Brian Stelter has a piece in the NYT today about the IGBP. It focuses on the accidental activism that the project has inspired: because we asked people to create their own YouTube accounts to post their videos (instead of emailing in their video files for us to post), comments posted to individual videos go directly to the person who created the video. The result:


“Middle school was the worst,” Calvin Stowell says in a YouTube video he uploaded on Oct. 1. Homophobia was rampant. Bullies were “pretty relentless,” he says, recalling that on his first day there, a girl walked up to him and asked, “Are you a faggot? No offense.” Eventually his parents pulled him out of the school. Looking directly at the camera, Mr. Stowell, now 22, then says three words that he wants isolated gay, lesbian and transgender teenagers to hear: “It got better.”

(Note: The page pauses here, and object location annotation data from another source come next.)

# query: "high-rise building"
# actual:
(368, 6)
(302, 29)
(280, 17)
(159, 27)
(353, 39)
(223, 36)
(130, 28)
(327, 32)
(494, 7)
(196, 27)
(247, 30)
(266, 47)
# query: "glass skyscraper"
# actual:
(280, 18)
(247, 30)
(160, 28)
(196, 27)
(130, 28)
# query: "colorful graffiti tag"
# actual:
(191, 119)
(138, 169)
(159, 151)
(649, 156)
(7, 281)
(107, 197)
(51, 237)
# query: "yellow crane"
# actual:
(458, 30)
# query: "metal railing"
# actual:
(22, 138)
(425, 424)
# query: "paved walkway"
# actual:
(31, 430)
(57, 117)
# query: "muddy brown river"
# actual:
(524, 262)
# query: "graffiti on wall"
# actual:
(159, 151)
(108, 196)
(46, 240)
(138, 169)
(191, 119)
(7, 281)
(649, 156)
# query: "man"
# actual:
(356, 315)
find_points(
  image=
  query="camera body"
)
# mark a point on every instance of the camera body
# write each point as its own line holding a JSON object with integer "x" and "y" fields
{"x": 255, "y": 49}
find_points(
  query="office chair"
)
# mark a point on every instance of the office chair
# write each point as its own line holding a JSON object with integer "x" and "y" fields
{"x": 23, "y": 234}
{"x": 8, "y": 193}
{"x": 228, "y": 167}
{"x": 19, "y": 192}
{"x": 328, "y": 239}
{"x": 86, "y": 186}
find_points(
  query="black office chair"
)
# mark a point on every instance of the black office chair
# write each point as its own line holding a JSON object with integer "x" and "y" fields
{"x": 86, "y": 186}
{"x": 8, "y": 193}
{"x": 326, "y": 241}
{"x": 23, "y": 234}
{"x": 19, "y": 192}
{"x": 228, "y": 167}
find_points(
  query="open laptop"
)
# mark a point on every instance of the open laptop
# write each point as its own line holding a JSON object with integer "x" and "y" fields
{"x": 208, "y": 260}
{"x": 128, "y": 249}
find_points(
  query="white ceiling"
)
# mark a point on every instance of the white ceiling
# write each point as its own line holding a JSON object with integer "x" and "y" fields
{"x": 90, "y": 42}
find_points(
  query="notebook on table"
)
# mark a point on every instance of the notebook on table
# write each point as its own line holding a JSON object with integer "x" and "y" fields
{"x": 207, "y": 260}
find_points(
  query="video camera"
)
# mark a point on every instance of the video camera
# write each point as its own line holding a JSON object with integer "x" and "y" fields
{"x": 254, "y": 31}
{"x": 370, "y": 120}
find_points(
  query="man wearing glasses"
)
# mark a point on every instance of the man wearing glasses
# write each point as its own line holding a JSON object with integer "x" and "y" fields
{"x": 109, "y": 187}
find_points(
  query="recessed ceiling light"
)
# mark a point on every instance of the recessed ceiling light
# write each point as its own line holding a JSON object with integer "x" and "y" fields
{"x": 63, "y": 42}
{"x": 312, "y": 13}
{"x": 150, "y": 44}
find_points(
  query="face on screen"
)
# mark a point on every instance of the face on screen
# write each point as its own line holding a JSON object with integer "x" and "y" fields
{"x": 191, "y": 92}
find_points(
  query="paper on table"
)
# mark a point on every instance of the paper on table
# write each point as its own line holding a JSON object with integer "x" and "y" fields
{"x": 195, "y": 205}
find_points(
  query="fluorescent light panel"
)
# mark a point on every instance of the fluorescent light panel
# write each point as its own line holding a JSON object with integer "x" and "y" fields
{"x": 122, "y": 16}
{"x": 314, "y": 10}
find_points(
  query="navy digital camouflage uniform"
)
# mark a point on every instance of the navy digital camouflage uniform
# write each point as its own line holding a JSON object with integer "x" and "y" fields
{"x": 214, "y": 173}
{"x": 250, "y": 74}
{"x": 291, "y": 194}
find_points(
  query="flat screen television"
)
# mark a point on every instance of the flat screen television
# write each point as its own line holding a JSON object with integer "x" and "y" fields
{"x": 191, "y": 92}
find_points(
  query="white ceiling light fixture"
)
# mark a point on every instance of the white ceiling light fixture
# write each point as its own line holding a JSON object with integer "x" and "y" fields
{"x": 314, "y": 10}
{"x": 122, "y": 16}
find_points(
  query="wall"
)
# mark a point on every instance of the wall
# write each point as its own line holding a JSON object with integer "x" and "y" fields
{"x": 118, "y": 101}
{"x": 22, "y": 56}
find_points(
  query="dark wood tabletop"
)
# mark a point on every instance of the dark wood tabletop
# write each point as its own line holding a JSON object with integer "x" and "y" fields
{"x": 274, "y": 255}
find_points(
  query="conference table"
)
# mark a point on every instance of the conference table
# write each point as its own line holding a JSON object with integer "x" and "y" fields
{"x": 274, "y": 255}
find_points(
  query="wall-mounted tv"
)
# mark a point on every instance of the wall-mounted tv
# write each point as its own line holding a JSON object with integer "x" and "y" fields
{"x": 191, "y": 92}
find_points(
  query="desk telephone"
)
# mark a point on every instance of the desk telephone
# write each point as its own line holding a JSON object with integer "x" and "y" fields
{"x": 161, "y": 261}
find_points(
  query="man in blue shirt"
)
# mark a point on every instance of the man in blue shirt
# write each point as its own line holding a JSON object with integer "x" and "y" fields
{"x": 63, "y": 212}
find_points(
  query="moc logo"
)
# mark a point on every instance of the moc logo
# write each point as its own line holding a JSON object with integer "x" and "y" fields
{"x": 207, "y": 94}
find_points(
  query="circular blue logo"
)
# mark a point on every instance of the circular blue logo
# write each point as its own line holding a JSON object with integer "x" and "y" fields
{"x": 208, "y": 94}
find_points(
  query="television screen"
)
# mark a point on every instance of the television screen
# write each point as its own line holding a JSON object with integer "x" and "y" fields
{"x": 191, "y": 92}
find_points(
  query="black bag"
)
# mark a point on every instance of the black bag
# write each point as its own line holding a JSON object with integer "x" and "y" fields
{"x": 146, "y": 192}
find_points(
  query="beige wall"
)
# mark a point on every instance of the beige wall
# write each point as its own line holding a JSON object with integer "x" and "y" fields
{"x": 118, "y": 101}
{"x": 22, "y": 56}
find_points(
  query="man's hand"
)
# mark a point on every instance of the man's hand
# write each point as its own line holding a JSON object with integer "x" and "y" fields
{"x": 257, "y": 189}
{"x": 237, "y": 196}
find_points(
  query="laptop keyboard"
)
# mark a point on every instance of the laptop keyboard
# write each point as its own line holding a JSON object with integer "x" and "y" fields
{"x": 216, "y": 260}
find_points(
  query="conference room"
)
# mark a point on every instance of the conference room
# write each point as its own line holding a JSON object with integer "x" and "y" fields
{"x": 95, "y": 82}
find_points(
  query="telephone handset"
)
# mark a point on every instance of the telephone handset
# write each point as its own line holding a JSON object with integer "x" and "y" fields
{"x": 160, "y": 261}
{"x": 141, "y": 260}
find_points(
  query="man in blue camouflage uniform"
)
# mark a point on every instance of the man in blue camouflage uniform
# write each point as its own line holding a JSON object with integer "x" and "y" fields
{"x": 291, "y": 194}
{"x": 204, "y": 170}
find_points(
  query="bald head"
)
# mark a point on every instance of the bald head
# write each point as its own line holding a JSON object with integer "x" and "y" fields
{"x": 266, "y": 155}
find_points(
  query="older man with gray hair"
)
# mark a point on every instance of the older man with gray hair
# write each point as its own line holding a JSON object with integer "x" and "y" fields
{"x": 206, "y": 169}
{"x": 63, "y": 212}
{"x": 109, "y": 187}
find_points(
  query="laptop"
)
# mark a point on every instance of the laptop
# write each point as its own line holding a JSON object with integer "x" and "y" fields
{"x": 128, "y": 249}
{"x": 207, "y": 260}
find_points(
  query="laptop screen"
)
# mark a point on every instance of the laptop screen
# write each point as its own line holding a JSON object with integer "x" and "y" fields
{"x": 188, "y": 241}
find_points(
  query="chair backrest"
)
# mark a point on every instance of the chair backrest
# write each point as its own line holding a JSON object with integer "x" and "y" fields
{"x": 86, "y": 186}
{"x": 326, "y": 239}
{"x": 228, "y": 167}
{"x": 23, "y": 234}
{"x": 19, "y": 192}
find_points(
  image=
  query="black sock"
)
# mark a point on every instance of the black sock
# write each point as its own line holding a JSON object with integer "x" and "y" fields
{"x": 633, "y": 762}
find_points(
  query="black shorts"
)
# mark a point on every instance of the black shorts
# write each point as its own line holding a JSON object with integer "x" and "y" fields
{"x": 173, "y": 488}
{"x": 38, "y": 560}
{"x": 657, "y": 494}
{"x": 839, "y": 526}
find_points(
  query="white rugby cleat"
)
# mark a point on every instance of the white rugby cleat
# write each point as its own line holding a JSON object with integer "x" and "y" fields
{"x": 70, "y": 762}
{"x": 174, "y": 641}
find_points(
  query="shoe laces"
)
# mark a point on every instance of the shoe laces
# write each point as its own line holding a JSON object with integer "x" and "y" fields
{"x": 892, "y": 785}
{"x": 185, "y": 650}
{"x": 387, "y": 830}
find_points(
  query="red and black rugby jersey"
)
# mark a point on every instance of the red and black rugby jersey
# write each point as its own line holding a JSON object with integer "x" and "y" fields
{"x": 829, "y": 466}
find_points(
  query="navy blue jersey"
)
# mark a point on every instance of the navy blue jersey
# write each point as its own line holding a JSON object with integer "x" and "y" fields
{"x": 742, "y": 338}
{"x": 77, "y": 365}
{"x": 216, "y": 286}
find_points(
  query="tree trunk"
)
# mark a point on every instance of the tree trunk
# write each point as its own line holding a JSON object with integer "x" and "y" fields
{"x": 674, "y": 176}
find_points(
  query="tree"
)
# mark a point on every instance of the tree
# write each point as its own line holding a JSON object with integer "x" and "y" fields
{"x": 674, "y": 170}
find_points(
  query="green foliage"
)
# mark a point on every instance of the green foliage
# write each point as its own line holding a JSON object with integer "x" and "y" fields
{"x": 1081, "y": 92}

Thousands of people like Mr. Stowell have posted personal testimonies to YouTube in an online campaign titled “It Gets Better” that has, in Internet parlance, “gone viral” in the four weeks since it started. The campaign is intended to help gay teenagers who feel isolated and who may be contemplating suicide, and it coincides with a rash of recent news stories about bullying and the suicides of gay teenagers and young adults.

The highly personal videos have caused some teenagers to ask for help. Mr. Stowell now spends hours each day replying to messages from viewers. “Growing up, I never had someone to confide in,” he said. Now these teenagers do. “I can’t even articulate how much this has ended up meaning to me,” he said. Mr. Stowell says he has received 23 e-mails from teenagers who said they had felt suicidal. He has referred them to the Trevor Project, a toll-free telephone line and online chat site for gay youths at risk. The YouTube channel for “It Gets Better” is the third largest source of traffic to the Trevor Project, and there has been a “great increase” in calls in the last month, a spokeswoman for the project said.


People didn't realize when they made videos—I didn't realize when I asked them to make videos—that they were volunteering to provide counseling and referrals to teens in trouble.